Gies refused to read the diary and writings, saying even a teenager's privacy was sacred. Later, she said if she had read them she would have had to burn them because they incriminated the "helpers," which included her husband, Jan.
Anne Frank died of typhus at age 15 in the Bergen-Belsen concentration camp in March 1945, just two weeks before the camp was liberated. Gies gave the diary to Anne's father Otto, the only survivor, who then  published it in 1947.

After the diary was published, Gies tirelessly promoted causes of tolerance. She brushed aside the accolades for helping hide the Frank family as more than she deserved — as if, she said, she had tried to save all the Jews of occupied Holland.

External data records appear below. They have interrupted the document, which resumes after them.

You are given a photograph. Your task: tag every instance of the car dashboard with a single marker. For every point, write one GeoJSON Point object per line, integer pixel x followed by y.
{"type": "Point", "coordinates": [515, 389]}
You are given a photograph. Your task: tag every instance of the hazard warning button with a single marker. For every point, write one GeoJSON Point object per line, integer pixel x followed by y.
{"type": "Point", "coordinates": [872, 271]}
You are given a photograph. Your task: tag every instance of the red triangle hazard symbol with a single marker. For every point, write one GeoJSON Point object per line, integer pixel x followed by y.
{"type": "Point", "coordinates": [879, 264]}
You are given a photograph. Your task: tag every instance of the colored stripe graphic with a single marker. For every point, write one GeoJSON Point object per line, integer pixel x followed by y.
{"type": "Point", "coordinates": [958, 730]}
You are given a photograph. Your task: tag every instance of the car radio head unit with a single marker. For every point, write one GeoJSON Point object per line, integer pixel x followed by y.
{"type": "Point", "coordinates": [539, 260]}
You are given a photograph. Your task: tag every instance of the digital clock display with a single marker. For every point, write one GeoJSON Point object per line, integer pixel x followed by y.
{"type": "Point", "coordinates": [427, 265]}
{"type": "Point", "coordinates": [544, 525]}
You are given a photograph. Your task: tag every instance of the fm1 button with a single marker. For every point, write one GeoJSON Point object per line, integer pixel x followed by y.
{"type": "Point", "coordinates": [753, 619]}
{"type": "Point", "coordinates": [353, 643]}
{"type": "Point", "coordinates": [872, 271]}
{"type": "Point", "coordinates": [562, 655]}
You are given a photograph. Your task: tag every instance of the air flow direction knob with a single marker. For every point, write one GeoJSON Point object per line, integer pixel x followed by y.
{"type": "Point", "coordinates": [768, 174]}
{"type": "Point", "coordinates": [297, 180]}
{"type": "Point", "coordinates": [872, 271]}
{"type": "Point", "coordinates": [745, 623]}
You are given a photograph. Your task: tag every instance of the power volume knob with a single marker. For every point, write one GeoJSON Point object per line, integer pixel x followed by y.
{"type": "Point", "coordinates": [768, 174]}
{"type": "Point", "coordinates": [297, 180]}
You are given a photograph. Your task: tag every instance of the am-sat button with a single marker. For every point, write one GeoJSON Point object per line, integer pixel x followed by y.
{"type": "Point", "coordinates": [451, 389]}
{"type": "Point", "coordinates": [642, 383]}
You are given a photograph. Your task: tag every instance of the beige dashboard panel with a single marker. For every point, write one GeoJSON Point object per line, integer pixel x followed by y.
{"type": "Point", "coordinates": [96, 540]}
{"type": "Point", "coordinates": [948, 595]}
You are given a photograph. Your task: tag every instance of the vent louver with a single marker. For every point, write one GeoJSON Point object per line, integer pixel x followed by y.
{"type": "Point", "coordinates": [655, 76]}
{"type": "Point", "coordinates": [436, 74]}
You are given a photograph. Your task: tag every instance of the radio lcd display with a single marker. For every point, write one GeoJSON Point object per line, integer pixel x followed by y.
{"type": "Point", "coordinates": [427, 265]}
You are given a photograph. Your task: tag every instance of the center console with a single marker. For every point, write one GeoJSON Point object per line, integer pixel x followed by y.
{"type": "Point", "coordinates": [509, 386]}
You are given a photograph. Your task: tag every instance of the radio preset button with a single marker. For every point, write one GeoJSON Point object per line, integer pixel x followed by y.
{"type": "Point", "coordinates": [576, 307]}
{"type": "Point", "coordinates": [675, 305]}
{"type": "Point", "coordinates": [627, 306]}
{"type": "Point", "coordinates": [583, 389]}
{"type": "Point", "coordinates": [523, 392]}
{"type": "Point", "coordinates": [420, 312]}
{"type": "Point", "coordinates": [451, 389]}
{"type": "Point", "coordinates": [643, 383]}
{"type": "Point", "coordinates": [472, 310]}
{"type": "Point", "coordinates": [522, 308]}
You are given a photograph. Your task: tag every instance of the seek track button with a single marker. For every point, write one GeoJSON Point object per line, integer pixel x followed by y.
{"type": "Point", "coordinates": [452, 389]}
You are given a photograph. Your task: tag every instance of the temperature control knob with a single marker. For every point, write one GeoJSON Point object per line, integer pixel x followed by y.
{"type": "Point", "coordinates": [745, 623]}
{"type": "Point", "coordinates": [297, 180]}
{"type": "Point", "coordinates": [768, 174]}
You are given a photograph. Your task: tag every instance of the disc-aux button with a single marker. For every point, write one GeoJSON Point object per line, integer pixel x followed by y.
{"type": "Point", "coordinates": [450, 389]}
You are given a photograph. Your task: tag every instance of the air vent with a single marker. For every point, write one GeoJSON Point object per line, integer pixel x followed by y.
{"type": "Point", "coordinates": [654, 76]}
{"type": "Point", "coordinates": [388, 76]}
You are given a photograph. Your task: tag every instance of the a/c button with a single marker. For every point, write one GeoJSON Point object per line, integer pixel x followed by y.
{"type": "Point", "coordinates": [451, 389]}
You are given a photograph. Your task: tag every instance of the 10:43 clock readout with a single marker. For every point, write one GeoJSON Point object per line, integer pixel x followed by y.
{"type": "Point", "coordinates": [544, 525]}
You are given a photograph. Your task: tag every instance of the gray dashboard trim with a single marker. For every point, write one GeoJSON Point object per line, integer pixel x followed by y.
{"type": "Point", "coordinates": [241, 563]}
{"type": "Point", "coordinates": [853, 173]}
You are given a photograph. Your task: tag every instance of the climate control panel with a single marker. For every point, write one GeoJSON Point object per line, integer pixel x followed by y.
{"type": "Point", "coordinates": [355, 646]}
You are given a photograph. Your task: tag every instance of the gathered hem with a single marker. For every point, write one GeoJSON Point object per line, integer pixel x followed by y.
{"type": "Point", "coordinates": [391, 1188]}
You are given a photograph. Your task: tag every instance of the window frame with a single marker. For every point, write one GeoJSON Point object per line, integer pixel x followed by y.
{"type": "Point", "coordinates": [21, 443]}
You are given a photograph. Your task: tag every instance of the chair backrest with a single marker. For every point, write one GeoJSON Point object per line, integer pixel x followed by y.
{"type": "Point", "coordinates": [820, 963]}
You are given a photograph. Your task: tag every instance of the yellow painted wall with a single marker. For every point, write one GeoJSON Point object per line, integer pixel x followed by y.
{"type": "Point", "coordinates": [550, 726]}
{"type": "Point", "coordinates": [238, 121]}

"This is very unfair. So many others have done the same or even far more dangerous work," she wrote in an e-mail to The Associated Press days before her 100th birthday last February.

For her courage, Gies was bestowed with the "Righteous Gentile" title by the Israeli Holocaust museum Yad Vashem. She has also been honored by the German Government, Dutch monarchy and educational institutions.

Nevertheless, Gies resisted being made a character study of heroism for the young. "I don't want to be considered a hero," she said in a 1997 online chat with schoolchildren.

"Imagine if young young people would grow up with the feeling that you have to be a hero to do your human duty. I am afraid nobody would ever help other people, because who is a hero? I was not. I was just an ordinary housewife and secretary."

Please sit for a moment and think about the life of Miep Gies ... and be grateful for her short 100 years here with us.  May she rest  in peace....



Miep Gies and her husband, Jan, in 1987 at the Anne Frank House in Amsterdam.  They are standing in front of the bookcase that led to the secret annex where the Frank Family were hidden for more than two years.